These past few weeks, our high school youth group has been looking at the way our Lord reveals himself through Scripture and our own relationship with Scripture. It’s not only been helpful to go through as a group, but it’s been helpful to me personally.

I love words. In college I studied journalism because I was fascinated by not only what people did, but learning about what people said. A person can reveal so much about themselves, the way they think, part of who they are, by what they choose–or choose not– to say. I loved studying words, then turning around and crafting my own words to convey those truths.

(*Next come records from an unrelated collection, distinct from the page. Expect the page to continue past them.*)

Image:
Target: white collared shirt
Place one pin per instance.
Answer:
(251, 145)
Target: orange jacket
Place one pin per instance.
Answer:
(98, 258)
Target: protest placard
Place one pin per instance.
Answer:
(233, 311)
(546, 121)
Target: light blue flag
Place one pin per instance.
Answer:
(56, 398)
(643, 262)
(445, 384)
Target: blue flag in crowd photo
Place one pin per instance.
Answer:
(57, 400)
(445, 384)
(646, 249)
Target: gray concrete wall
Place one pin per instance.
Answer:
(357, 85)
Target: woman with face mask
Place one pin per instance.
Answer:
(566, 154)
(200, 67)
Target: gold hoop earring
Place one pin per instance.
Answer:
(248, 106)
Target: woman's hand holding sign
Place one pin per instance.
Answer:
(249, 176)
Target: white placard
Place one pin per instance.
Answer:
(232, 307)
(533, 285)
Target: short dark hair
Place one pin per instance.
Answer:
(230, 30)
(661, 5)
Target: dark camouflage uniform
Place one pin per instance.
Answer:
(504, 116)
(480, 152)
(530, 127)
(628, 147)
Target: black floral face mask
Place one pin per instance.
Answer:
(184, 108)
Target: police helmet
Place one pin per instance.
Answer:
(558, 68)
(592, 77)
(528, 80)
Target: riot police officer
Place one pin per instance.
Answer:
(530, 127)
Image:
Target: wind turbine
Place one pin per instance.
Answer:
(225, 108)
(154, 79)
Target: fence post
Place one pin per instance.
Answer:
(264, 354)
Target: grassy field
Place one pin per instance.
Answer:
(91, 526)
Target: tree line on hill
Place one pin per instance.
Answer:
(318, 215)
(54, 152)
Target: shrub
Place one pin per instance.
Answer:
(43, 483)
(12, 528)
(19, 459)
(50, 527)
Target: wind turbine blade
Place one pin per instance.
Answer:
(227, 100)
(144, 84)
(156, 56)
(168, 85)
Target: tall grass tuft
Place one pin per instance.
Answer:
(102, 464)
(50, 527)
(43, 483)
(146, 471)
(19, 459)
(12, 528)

While my brother served in Afghanistan, I was one of his biggest pen pals. We’d write letters to each other about once a week, just telling each other about our days or something funny that had happened in that moment. I remember the delight of seeing one of his letters arrive and would read it not once, but at least twice, trying to imagine what his voice sounded like as if he were actually talking to me. Trying to imagine him writing out those words. Those letters kept the fear of what I knew he must be going through at bay.

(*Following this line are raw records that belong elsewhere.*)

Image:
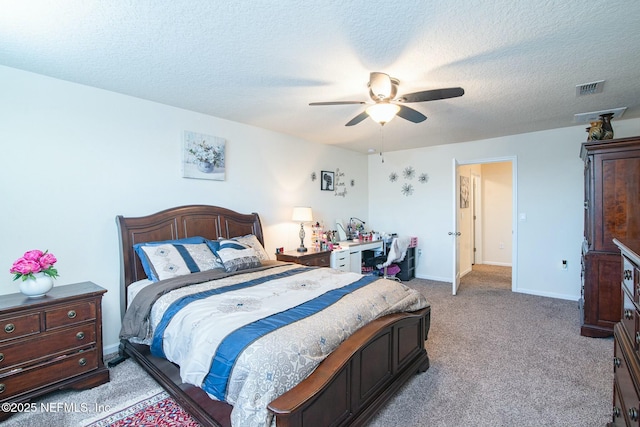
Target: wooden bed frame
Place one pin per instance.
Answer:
(347, 388)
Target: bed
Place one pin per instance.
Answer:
(346, 388)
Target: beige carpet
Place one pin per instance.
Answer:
(498, 358)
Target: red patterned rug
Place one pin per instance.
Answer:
(159, 410)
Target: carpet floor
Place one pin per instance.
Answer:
(498, 358)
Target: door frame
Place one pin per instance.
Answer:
(514, 223)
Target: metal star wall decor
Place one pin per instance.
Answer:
(409, 172)
(407, 189)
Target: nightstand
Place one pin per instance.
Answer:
(312, 257)
(51, 343)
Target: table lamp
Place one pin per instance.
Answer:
(302, 214)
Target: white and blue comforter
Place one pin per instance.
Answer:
(246, 339)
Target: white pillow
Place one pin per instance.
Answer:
(252, 241)
(171, 260)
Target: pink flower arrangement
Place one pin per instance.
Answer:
(34, 261)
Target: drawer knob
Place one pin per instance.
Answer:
(616, 362)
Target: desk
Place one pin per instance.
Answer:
(355, 249)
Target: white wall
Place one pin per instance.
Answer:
(74, 157)
(497, 196)
(549, 191)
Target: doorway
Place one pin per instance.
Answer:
(484, 217)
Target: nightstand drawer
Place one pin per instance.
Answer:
(47, 373)
(48, 345)
(70, 314)
(19, 326)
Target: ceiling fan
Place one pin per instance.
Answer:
(383, 90)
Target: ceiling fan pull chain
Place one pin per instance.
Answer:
(381, 143)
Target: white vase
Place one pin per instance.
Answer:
(36, 287)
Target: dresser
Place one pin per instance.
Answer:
(611, 210)
(626, 360)
(51, 343)
(312, 257)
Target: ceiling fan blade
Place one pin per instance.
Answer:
(410, 114)
(432, 95)
(336, 103)
(357, 119)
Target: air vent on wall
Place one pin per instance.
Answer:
(595, 115)
(589, 88)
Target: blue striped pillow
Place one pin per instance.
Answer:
(166, 260)
(233, 255)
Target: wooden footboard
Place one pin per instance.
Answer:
(354, 381)
(347, 388)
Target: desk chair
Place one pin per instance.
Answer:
(397, 252)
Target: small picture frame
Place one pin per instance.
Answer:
(327, 181)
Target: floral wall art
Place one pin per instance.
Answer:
(203, 156)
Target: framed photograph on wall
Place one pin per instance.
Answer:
(203, 156)
(327, 180)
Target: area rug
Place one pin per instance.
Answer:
(159, 410)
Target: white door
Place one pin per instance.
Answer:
(455, 233)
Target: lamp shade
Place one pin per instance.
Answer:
(382, 112)
(302, 214)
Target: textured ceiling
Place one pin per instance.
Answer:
(261, 62)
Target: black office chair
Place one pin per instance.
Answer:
(397, 252)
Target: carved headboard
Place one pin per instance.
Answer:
(210, 222)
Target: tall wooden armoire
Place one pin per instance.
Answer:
(612, 210)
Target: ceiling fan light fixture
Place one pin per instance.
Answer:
(382, 112)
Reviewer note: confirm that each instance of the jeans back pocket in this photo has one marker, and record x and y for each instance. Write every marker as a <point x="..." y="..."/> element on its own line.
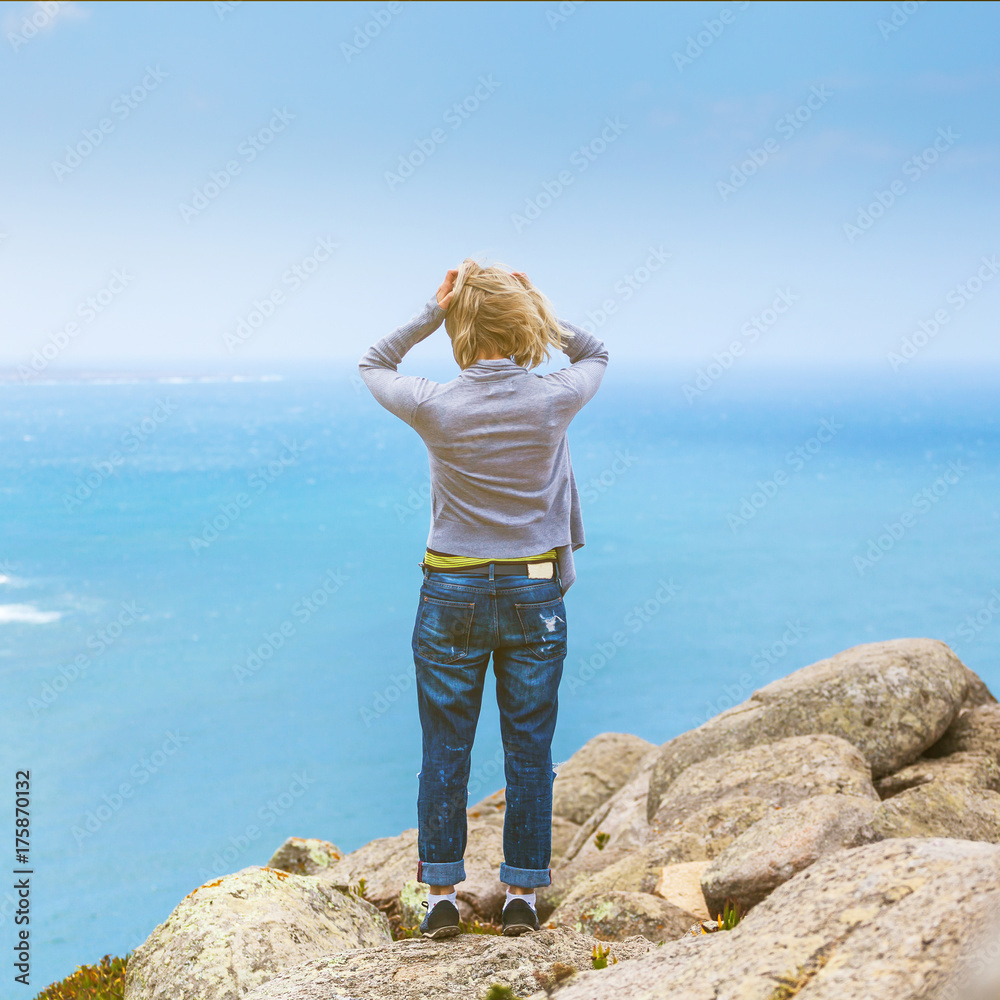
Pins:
<point x="544" y="628"/>
<point x="443" y="629"/>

As my youth group has been discovering, we can oftentimes take Scripture for granted and not actually treat it for what it is: the Word of God. Maybe you can relate. And as I look at my own life and realize how deeply impacted I’ve been by both written and spoken words, I must admit I don’t often give the Word of God the time or the chance to change me or move me as I have in other situations. What would my experience with the Lord be like if I, when reading Scripture, were to actually imagine His voice as I read line by line, verse by verse. How would my own heart change if I let the Lord fill my mind with new knowledge of who He is by what He chose to say to me?

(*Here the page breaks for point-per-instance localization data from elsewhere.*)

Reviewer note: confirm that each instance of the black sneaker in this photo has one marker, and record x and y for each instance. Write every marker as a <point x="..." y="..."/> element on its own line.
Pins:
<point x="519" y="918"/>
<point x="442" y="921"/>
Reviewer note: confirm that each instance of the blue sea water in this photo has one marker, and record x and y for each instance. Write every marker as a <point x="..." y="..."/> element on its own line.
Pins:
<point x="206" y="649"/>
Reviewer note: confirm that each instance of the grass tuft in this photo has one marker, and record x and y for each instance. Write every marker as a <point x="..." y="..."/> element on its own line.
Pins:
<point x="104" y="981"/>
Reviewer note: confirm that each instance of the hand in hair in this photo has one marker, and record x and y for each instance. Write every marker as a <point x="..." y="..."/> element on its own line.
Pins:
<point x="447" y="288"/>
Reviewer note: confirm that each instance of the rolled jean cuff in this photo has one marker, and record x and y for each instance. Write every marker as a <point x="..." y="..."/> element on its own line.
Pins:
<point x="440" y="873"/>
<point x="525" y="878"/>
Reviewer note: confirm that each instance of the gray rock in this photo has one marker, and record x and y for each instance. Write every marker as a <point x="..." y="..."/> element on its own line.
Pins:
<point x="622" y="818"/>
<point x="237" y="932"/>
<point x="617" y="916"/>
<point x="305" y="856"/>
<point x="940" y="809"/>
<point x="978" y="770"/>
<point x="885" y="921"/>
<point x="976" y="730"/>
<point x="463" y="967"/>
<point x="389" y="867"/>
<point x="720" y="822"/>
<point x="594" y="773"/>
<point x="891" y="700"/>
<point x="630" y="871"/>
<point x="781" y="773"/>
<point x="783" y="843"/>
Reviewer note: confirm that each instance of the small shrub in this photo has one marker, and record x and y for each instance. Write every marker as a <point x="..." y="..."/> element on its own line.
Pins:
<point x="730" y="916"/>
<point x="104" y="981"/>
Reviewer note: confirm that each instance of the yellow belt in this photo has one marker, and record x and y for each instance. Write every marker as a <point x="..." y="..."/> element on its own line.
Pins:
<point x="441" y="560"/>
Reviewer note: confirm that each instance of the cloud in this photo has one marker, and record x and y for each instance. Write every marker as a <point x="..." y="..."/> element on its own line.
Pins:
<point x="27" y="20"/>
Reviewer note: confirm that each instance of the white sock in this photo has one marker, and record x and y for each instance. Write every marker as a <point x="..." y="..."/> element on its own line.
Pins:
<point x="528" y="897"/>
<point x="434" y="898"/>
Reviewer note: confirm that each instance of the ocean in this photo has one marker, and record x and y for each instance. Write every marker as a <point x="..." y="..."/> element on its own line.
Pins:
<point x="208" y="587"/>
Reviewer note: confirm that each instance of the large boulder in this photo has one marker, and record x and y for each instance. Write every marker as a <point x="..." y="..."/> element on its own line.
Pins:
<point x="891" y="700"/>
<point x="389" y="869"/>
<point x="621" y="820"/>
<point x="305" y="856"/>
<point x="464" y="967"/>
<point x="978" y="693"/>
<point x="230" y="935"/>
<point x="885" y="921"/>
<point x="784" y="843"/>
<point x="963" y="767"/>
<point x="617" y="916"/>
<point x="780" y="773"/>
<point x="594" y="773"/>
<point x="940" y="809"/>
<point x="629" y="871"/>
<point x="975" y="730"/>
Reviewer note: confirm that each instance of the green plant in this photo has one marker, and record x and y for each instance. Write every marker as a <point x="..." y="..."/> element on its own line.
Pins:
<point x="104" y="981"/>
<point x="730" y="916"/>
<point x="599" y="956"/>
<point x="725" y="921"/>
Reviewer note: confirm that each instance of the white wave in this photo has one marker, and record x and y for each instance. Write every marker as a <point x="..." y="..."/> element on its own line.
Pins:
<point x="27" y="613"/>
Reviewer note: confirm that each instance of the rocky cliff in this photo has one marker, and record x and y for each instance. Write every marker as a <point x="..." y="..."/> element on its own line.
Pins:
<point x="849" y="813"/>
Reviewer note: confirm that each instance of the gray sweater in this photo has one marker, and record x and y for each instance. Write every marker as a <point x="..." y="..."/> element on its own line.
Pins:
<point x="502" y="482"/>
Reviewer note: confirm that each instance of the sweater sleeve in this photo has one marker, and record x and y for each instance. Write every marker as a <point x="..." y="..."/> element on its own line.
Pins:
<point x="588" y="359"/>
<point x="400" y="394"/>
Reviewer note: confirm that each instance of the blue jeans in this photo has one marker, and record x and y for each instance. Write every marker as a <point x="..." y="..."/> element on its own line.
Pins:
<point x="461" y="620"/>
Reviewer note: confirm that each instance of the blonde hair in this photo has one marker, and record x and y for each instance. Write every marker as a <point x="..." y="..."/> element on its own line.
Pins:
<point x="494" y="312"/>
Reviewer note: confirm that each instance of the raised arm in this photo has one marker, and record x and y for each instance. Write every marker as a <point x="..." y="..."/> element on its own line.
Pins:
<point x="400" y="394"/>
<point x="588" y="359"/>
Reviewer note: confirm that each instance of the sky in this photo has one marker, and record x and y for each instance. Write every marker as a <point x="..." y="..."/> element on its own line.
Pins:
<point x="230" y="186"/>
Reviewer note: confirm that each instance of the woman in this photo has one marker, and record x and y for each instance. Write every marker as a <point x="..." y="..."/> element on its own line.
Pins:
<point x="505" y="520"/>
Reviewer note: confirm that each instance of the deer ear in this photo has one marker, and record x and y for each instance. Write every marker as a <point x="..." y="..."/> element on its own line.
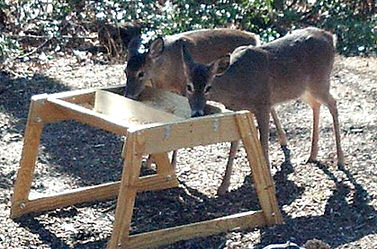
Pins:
<point x="187" y="59"/>
<point x="156" y="48"/>
<point x="134" y="46"/>
<point x="219" y="66"/>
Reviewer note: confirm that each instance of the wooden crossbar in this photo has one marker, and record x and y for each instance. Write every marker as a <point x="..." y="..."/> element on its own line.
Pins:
<point x="244" y="220"/>
<point x="91" y="193"/>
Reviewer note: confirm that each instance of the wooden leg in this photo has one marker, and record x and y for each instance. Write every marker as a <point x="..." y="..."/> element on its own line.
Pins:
<point x="261" y="174"/>
<point x="228" y="170"/>
<point x="127" y="194"/>
<point x="29" y="156"/>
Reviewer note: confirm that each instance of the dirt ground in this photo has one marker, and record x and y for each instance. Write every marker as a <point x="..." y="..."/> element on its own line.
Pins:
<point x="335" y="205"/>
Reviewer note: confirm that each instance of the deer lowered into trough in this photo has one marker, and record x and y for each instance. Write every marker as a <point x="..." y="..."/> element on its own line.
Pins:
<point x="297" y="65"/>
<point x="162" y="66"/>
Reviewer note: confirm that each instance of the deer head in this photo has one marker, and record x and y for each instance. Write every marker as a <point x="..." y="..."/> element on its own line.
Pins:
<point x="138" y="69"/>
<point x="199" y="78"/>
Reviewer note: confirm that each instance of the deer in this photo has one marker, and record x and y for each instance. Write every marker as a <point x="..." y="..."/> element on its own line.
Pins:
<point x="161" y="66"/>
<point x="256" y="78"/>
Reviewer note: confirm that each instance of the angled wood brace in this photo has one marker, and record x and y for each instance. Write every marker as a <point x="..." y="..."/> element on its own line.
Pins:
<point x="166" y="133"/>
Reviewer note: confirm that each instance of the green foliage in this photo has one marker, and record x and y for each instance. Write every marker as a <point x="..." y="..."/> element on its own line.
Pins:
<point x="353" y="21"/>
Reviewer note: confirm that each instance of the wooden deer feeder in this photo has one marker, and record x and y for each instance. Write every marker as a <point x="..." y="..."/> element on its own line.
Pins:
<point x="157" y="125"/>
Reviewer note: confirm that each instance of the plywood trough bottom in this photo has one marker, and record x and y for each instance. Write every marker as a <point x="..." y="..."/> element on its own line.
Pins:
<point x="156" y="125"/>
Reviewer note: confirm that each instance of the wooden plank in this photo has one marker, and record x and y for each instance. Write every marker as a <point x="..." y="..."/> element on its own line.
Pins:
<point x="166" y="101"/>
<point x="128" y="110"/>
<point x="127" y="194"/>
<point x="163" y="164"/>
<point x="260" y="172"/>
<point x="200" y="229"/>
<point x="90" y="117"/>
<point x="92" y="193"/>
<point x="29" y="155"/>
<point x="157" y="138"/>
<point x="72" y="94"/>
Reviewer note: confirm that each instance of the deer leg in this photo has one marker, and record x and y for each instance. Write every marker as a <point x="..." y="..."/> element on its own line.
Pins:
<point x="316" y="107"/>
<point x="228" y="171"/>
<point x="262" y="116"/>
<point x="331" y="104"/>
<point x="281" y="136"/>
<point x="174" y="159"/>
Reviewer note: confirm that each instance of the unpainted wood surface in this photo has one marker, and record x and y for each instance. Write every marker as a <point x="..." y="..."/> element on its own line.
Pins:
<point x="200" y="229"/>
<point x="188" y="133"/>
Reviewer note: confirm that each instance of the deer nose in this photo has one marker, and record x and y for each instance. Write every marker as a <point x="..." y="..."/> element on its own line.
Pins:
<point x="197" y="113"/>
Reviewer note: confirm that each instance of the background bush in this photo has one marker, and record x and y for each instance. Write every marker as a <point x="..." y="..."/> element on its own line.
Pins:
<point x="66" y="23"/>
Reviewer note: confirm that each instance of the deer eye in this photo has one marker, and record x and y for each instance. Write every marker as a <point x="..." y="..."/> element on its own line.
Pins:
<point x="208" y="88"/>
<point x="189" y="88"/>
<point x="140" y="75"/>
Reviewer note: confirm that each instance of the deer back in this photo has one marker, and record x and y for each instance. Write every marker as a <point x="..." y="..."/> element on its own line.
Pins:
<point x="278" y="71"/>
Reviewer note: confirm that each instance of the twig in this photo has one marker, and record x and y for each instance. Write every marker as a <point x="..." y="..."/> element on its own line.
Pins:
<point x="35" y="50"/>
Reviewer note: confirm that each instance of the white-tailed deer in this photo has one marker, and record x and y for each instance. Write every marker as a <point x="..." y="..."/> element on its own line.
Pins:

One practice that has been helpful to me in falling more in love with Scripture is a practice that our office staff often makes right before our weekly staff meeting. Before we cover what is on the agenda for the day we sometimes will take just a few moments and look at what passage of the Gospel will be read for that upcoming Sunday. Then we take a few moments to just quietly reflect on a word, a phrase, or an image that came to mind as we read those words. I find that when we do this as a staff, I enter in to the Mass a little differently as I hear the priest or deacon proclaim the Gospel that weekend because I already have had a moment with the Lord previous to this time. It’s like sharing a personal memory with a close friend; I notice that it doesn’t just enlighten me and my easily distracted mind into what is going on, it changes my heart as it becomes more attentive to the Lord’s very words.

My invitation, as our parish moves to the second sign of a Dynamic Catholic of study, is to take a few moments in the middle of your week to read over the words that the Lord wants to speak to you not just that coming Sunday, but right now. And if you find that Scripture often stirs more questions within you, that’s okay too! There are many resources out there to help you reflect on scripture and answer those questions. Look into Bishop Barron’s daily reflections from Word on Fire, or a personal favorite of mine is a women’s ministry called Blessed is She. And there are many other Catholic scriptural resources to help you glean more truth from Scripture. You might even feel compelled to ask the Lord himself, because who better to answer the questions than the Author of Life?

How might our hearts be changed, be convicted, even weep, as the people of Israel did in Nehemiah (Neh 8:9) as we let the Lord speak both His truth and His love over us. How might His own words change how we speak back to Him?